As a child, she admired her grandfather, a physician who founded a nonprofit to help caregivers lead with compassion and hope. That legacy lived on through her aunt, who opened a cancer rehabilitation clinic and spends countless hours volunteering with the American Cancer Society. Working alongside her aunt, Palsson fell in love with supporting cancer patients and often says, "You have to be someone special to have cancer." She sees beyond diagnoses to the people — parents, siblings, friends — who carry grit, humor and love into every appointment.

Cancer is also part of Palsson's family story. Her grandmother is a two-time breast cancer survivor, and other loved ones — two great-grandmothers and a great-aunt — were lost to breast cancer. Her grandfather faced prostate cancer as well. These experiences deepen her resolve: every chart has a face; every infusion, a family.
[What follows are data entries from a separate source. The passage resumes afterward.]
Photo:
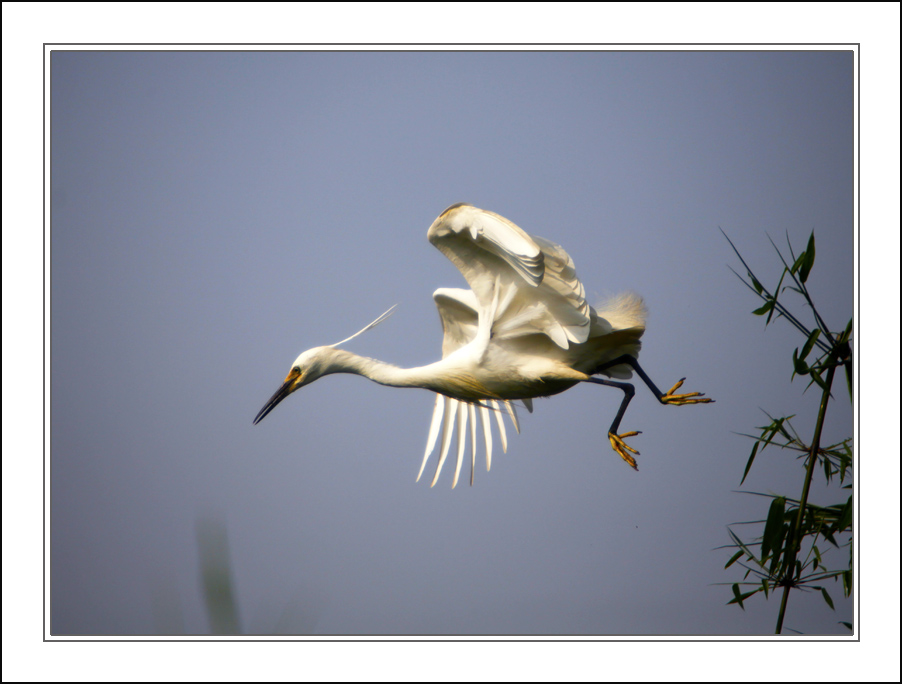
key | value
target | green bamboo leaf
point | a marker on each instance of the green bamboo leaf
(845, 518)
(768, 306)
(799, 367)
(773, 528)
(759, 288)
(827, 598)
(808, 260)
When Palsson became a nurse, oncology felt like home. Her own lived experience helps her translate fear into trust. Once, noticing a patient tense at the mention of an injection, she smiled and said, "Don't you worry — I've been giving myself shots since I was 9 years old. I'm really good at shots." A simple truth, offered with warmth, turned a procedure into a partnership.

Palsson's influence also reaches beyond the clinic. Her story has been shared with hundreds of women who are survivors of childhood trauma, lighting a path toward aspiration and intentional living. It shows how a young girl's diagnosis became a compass for meaningful work, and how turning hardship into purpose can awaken courage, dignity and hope.
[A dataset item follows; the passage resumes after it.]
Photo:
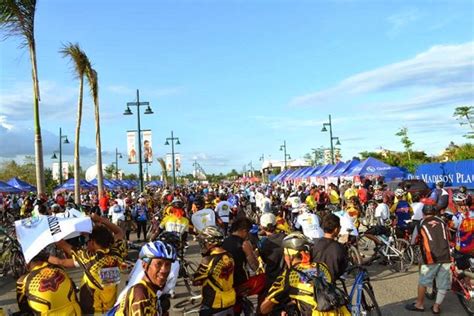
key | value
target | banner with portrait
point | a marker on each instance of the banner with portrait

Palsson doesn't just deliver chemotherapy — she delivers courage. In her care, fear turns into trust and pain into dignity. Every infusion becomes a promise that hope and compassion can change a life. And at the heart of her calling is family: the grandfather who modeled compassion, the aunt who opened doors of service, and the loved ones whose battles with cancer shaped her resolve. Because of nurses like Palsson, the hardest days are met with steady hands and a braver heart — proof that expertise wrapped in empathy can lift a patient, a family and an entire community.